Sunday, February 27, 2022

How Many People Watched the Winter Olympics?


Slate - "The Real Viewership Story of the Beijing Olympics"

"To give you a sense of audiences across platforms, the linear television ratings for the broadcast featuring Nathan Chen’s gold-medal ice skating victory indicated a total of approximately 12 million viewers watched on NBC (and its associated TV channels). Yet, at YouTube, Chen’s Beijing Olympic videos have notched more than 16 million views. For a sense of proportion, when combining the numbers from NBC Sports’ YouTube videos that show Russian skater Kamila Valieva’s Olympic routines, you get more than 11 million views as of this writing. (The numbers might well be higher had NBC Sports left the standalone video of her final free skate posted to YouTube—the dramatic one in which the medals were decided and that was followed by the Russian team’s emotional reactions. As of this writing, the channel is now only sharing Valieva’s final routine as part of compilations featuring her competitors and much short video commentary about that scene that Defector’s Kalyn Kahler called “one of the most riveting and disconcerting sports TV moments” we’ve ever experienced.)

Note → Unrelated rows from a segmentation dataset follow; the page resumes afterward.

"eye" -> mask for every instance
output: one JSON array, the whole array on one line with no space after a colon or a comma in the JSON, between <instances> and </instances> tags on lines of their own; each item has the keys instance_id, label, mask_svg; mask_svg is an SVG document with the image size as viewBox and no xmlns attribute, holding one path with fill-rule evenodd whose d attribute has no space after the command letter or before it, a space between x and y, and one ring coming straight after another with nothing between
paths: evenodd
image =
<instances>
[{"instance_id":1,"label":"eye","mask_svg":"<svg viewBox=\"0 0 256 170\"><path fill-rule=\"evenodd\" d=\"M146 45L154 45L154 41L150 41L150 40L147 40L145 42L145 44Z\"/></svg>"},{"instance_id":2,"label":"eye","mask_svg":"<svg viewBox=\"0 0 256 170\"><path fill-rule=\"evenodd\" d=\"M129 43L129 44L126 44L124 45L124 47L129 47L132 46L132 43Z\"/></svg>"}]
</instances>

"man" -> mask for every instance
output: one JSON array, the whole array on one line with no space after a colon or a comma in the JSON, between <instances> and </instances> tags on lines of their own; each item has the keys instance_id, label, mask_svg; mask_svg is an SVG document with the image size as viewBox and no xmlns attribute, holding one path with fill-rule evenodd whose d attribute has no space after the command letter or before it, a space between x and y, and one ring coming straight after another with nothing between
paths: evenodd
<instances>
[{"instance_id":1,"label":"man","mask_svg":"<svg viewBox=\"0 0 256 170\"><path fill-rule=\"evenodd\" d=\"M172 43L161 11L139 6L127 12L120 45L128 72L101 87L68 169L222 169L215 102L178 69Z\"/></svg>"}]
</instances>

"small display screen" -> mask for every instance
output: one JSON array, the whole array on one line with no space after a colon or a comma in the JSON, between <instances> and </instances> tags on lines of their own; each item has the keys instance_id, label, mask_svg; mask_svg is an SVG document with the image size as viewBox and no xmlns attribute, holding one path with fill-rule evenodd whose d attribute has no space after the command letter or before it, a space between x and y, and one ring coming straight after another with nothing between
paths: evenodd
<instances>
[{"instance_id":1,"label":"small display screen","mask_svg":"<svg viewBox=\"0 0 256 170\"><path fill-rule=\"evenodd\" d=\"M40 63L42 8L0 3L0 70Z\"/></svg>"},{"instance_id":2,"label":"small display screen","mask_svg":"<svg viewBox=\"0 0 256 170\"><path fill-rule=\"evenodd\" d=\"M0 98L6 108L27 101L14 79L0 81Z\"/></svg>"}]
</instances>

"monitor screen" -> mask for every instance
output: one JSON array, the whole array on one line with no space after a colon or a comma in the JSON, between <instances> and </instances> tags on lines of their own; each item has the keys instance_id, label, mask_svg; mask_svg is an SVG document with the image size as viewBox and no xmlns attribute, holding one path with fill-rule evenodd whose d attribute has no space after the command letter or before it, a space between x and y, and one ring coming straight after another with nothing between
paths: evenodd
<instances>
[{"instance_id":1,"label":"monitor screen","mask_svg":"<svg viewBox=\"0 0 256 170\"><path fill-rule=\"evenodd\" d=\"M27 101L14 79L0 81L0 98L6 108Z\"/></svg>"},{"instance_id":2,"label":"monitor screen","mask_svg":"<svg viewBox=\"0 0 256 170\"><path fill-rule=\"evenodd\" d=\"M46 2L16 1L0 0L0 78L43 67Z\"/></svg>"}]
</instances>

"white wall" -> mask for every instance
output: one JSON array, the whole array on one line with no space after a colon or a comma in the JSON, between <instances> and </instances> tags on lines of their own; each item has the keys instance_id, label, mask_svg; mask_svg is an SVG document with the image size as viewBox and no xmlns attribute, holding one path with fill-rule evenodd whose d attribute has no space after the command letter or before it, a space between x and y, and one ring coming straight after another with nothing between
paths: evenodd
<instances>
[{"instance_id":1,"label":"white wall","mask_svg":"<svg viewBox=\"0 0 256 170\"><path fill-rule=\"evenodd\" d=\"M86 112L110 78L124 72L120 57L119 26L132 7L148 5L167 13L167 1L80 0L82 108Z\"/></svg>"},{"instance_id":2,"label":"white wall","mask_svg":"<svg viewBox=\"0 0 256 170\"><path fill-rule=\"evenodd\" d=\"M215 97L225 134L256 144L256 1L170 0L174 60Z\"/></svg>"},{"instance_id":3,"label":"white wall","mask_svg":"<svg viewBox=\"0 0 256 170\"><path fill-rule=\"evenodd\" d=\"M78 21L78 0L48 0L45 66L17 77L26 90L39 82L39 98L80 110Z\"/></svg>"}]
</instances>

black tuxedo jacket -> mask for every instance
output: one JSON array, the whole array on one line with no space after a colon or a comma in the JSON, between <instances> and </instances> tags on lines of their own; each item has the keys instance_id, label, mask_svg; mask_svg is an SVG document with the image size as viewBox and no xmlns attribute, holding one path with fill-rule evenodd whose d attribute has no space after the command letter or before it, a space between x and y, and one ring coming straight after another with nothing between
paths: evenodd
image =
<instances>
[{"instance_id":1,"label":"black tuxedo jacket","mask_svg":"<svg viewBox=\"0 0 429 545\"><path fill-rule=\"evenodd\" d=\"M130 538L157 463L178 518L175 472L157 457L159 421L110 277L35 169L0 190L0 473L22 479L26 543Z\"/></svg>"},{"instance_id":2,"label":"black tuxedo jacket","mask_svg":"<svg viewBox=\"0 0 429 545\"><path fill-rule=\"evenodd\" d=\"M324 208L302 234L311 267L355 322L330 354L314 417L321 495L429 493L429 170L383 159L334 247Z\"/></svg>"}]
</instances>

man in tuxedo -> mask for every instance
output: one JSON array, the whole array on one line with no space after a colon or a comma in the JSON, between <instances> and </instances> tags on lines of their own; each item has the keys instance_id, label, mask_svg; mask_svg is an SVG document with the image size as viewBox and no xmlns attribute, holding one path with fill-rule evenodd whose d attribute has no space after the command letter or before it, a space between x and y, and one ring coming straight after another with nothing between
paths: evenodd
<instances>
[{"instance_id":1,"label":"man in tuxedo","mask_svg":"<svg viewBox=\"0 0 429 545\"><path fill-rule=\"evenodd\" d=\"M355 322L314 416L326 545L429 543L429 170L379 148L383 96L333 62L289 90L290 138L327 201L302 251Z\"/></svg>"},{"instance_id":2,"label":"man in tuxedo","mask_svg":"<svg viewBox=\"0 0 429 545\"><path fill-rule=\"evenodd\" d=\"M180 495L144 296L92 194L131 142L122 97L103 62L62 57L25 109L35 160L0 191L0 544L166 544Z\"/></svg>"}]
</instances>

The television programs required enormous production costs, but YouTube, Tik Tok (with which NBC signed an exclusive marketing deal before the Games began), and NBC’s other partner platforms did not; they simply repurpose broadcast videos, meaning that social media’s video recycling only adds to NBC’s profitability. Those social media views will continue accruing for weeks, months, and years. At this point, it is no exaggeration to suggest that the overall social media viewership across all channels (including the official Olympics YouTube channel) for the Beijing Games totals in the hundreds of millions by now.


Cannibalizing audience has always been a threat when new media practices displace old ones. That’s the reason newspapers rushed into broadcasting in the 1920s by purchasing or starting radio stations, and why those radio stations bought up television licenses in the late 1940s and early 1950s. What’s largely forgotten today is the extent to which old media models funded those transitional eras. Radio advertising’s enormous profitability subsidized the inventiveness and creativity that early television needed to fully develop, just as television today is funding the online video revolution."